A friend called over the weekend to say that she'd been listening to this interview with the author of Peony in Love when she heard interviewer Liane Hansen make a comment about anorexia that made her blood boil. The author was describing lovesick young girls in 17th-century China. Hansen's comment, which comes about 4.15 minutes into the interview:
"It is interesting, the lovesick young ladies that are affected by the opera, what happens to them in their lovesickness is they starve themselves. And that's so much like anorexia, where you have young women today, and young men, starving themselves because that is the only way that they have some control over their own body."
Dear Liane Hansen, you may be an expert on so many things, as your NPR bio indicates, but anorexia is not one of them. Your throwaway comment about anorexia was made out of ignorance rather than malice, I'm sure. But ignorant it was.

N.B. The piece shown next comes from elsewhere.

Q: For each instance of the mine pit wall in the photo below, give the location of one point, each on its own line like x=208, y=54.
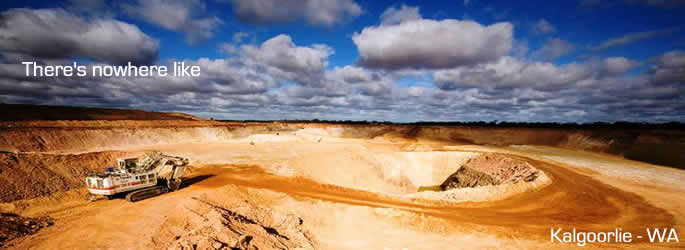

Most researchers today believe that anorexia is a biologically based brain disorder. It's not "about" control. It's not "about" bad parenting, any more than autism or schizophrenia are. In fact, it's not "about" anything at all except having the bad luck to be genetically predisposed and to live in a culture full of triggers.
You have a lot of influence, Liane Hansen. I hope you will take this opportunity to educate yourself about anorexia. This website and this website would be great places to start. Then give me a call--I'd love to talk.